You are browsing the archive for Adam Kariv.

Introducing Version 1 of the Fiscal Data Package specification

- May 28, 2018 in fiscal data package, Fiscal transparency, Open Fiscal Data, Open Spending

The Fiscal Data Package is a lightweight and user-oriented format for publishing and consuming fiscal data. Fiscal Data Packages are made of simple and universal components, are extremely flexible, can be produced from ordinary spreadsheet software and used in any environment. This specification started about five years ago with a first version (then known as the “Budget Data Package”). Since then we’ve made quite a few iterations, until a fairly stable version was reached, which we name ‘version 0.3’. This version was field-tested in various use cases and scenarios – most prominent among them is the Government of Mexico, who adopted Fiscal Data Package to be used for publishing their official budget data. For the past six months we’ve been hard at work in reshaping this specification to make it simpler to use and easier to adopt, while improving its flexibility and extensibility – thus making it relevant for more users. In many ways, this new version is the result of the collected experience and lessons learned in the past few years, working with partners and understanding what works and what doesn’t.

So what is the Fiscal Data Package philosophy?

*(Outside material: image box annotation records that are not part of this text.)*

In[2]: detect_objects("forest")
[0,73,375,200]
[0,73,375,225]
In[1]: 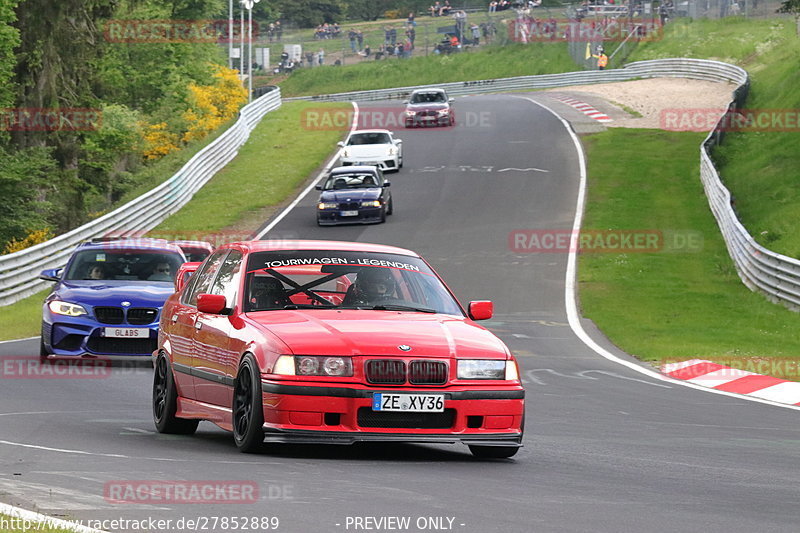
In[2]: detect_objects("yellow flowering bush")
[3,228,53,254]
[141,122,179,159]
[183,65,247,142]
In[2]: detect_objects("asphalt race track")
[0,96,800,533]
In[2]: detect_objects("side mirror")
[197,294,225,315]
[39,268,63,281]
[175,261,203,292]
[467,300,494,320]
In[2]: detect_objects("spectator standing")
[469,22,481,46]
[406,26,417,47]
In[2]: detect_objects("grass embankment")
[631,18,800,257]
[280,43,579,96]
[578,129,800,379]
[152,102,352,233]
[0,102,351,340]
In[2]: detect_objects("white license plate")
[105,328,150,339]
[372,392,444,413]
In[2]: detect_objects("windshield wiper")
[369,304,436,313]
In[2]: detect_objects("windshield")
[411,92,446,104]
[347,132,392,146]
[244,251,463,316]
[324,173,381,191]
[65,248,183,283]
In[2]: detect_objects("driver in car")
[342,267,395,306]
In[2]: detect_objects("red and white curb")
[661,359,800,405]
[553,96,613,122]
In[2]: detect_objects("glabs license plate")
[105,328,150,339]
[372,392,444,413]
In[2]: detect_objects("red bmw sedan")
[153,241,525,458]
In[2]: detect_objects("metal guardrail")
[0,59,800,308]
[287,59,800,310]
[285,59,747,102]
[0,90,281,306]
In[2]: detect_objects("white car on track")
[339,130,403,172]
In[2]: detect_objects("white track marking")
[514,96,800,411]
[253,102,358,240]
[0,335,39,344]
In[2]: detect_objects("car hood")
[344,144,392,158]
[49,280,175,307]
[319,187,381,202]
[406,104,450,111]
[246,309,507,359]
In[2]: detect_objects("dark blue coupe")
[317,166,393,226]
[39,239,186,360]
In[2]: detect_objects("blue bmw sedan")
[39,239,186,360]
[317,166,394,226]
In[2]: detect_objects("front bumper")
[339,156,400,171]
[262,381,525,446]
[42,312,158,357]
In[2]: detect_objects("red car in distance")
[153,241,525,458]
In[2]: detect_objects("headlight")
[294,355,353,377]
[47,300,89,316]
[458,359,506,379]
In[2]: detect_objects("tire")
[231,354,264,453]
[469,445,519,459]
[153,354,200,435]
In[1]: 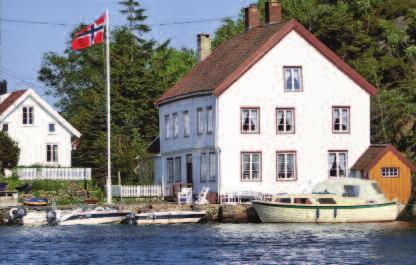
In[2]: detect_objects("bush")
[0,132,20,174]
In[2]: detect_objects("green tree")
[39,1,196,184]
[0,131,20,173]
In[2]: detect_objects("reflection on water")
[0,222,416,264]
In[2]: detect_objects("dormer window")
[23,107,34,125]
[283,66,303,92]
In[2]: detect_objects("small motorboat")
[22,195,48,206]
[252,178,400,223]
[45,206,130,225]
[123,211,206,225]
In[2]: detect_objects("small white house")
[153,1,377,198]
[0,89,81,167]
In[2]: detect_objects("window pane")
[209,153,217,180]
[286,110,293,132]
[342,109,349,131]
[250,110,258,132]
[285,68,293,90]
[293,68,301,90]
[207,108,213,132]
[334,109,340,131]
[338,153,347,177]
[197,109,202,134]
[277,110,285,132]
[173,113,179,137]
[328,153,337,177]
[286,154,295,178]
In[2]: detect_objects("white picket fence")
[111,185,162,198]
[17,168,91,180]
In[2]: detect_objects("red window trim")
[275,150,298,182]
[239,106,261,134]
[283,65,303,92]
[240,151,263,183]
[326,149,348,179]
[275,107,296,134]
[380,167,400,179]
[331,105,351,134]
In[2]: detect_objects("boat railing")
[111,185,162,198]
[17,167,91,180]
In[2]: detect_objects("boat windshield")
[342,185,360,198]
[318,198,337,204]
[371,183,383,194]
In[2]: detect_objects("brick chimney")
[265,0,282,24]
[244,4,260,31]
[197,33,211,62]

The basic motivation behind Fiscal Data Package is to create a specification which is open by nature – based on other open standards, supported by open tools and software, modular, extensible and promoted transparently by a large community. The Fiscal Data Package is designed to be lightweight and simple to use – providing a small but flexible set of features, based on real-world requirements and not theoretical ones. All the while, the built-in extensibility allows this spec to adapt to many different use cases and domains. It is also possible to gradually use more and more part of this specification – progressive enhancement – thus making it easier to implement with existing data while slowly improving the data quality. A main concern we wanted to tackle was the ability to work with data as it currently exists, without forcing publishers to modify the contents or structure of their current data files in order to “adapt” them to the specification. This is a big deal, as publishers often publish data that’s the output of existing internal information systems, and requiring them to do any sort of data cleaning or wrangling on the data prior to uploading in a major source of friction for adoption.

And what is it not?

With that in mind, it’s also important to understand what this specification doesn’t handle. This specification is, by design, non-opinionated about which data should be published by publishers – which datasets, which fields and and the internal processes these reflect. The only things Fiscal Data Package is concerned with are how fiscal data should be packaged and providing means for publishers to best convey the meaning of the data – so it can be optimally used by consumers. In addition to that, it provides details regarding file-formats, data-types, metadata and structuring the data in files.

What we learned

As previously mentioned, via a wide range of technical implementations, partner piloting, and fiscal data projects with other civic tech and data journalist partners, we’ve learned a lot about what works in Fiscal Data Package v0.3, and what does not. We want to take these learnings and make a more robust and future proof v1.0 of the specification. One of the first thing we noticed wasn’t working was fiscal modelling. Version 0.3 of the specification contained an elaborate system for the modelling of fiscal data. In practice, this system turned out to be too complicated for normal users and error prone (inconsistent models could be created). To add to that, modelling was not versatile enough to account for the very different source files existing with real users, nor was it expressive enough to convey the specific semantics required by these users. A few examples of this strictness include:
  • The predefined set of classifications for dimensions. This hard-coded list did not capture the richness of fiscal data ‘in the wild’, as it contained too few and too broad options.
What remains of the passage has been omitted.